Şiddet ve ırkçılık tartışmalarında herkesin sorumluluğu olduğunu belirten Kılıç, ‘Olay Türkiye’de sadece şu veya bu takımın stadyumunda yaşanmıyor. Her an, her yerde yaşanabiliyor. Çok panik yapmamak lazım, çok abartmamak da lazım. Dünyanın değişik ülkelerinde de bu var. Futbol noktasında Türkiye’den daha köklü geçmişi olan ülkelerde de yaşanıyor. İtalya’da benzer olaylar, Roma’nın farklı takımları arasında çok sert sokak karşılaşmaları olabiliyor. Biz istiyoruz ki bunlar Türkiye’de hiç yaşanmasın. Olimpiyat adayı bir ülkeyiz. İmajı bozacak şekilde de yaşanmasın. Bu yönde tedbirler var” dedi.
Sporda Şiddetin Önlenmesi Yasası’nın yeterli olduğunu ifade eden Kılıç, hukukçu gözüyle baktığında yeni bir düzenlemeye ihtiyaç olmadığını söyledi. ”Mevcut kanun yeterli. Bu kanun Türkiye genelinde uygulama birliği, standardı sağlanarak uygulandığında -ki bu kanuna yeni yeni alışıyoruz- bütün problemlere çözüm bulacak nitelikte bir kanun…” diyen Kılıç, yasada kuvvetli yaptırımlar olduğunu, çıkarılan yönetmeliğin medyaya, kulüplere, taraftar derneklerine görevler verdiğini, ayrıca Futbol Federasyonu ve Spor Genel Müdürlüğü’nün kanunda zaten görevlerinin sayıldığını hatırlattı.
Kılıç, ”Kanun ve yönetmelik dikkatli şekilde uygulandığında problemlerin çözümünde yeterli tedbir alınmış olur” dedi.

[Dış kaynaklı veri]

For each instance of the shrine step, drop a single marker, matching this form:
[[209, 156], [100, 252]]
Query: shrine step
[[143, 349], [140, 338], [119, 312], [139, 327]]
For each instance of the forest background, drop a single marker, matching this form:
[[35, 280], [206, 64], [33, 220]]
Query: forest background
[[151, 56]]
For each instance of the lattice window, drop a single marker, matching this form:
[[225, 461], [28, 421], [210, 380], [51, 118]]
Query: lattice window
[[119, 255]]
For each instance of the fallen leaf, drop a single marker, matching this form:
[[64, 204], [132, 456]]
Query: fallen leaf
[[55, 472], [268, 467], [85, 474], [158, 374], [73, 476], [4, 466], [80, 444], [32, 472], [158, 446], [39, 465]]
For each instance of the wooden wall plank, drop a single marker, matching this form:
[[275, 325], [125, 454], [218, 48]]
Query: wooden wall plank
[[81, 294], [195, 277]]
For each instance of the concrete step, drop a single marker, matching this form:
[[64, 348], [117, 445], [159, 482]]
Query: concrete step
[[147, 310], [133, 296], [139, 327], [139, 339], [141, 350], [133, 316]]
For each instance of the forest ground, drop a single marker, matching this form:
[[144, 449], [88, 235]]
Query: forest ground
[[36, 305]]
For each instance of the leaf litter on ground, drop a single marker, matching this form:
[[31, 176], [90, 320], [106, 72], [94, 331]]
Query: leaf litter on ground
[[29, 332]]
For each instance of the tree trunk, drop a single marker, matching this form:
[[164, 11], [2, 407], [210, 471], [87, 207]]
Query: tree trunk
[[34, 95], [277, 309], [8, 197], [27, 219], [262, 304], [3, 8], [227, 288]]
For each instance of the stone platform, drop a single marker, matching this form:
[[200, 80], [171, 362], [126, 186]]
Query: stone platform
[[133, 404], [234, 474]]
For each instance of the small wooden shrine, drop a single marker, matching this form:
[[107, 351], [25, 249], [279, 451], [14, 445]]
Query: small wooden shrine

HSYK’da da bir hazırlık olduğunu anlatan Kılıç, kendilerinin de istenen ölçüde bu hazırlığa katkı vereceklerini söyledi. HSYK’nın yasa ile ilgili iç eğitim programı düzenlemeyi planladığını belirterek, ”Biz gereken katkıyı vereceğiz. Talepte bulunduklarında futbol, basketbol, voleybol federasyonları, Emniyet Genel Müdürlüğü gerekli katkıyı verecek. Ama HSYK’nın kontrolünde ve liderliğinde bir çalışma olacak. Öznesi yasa olacak” diye konuştu.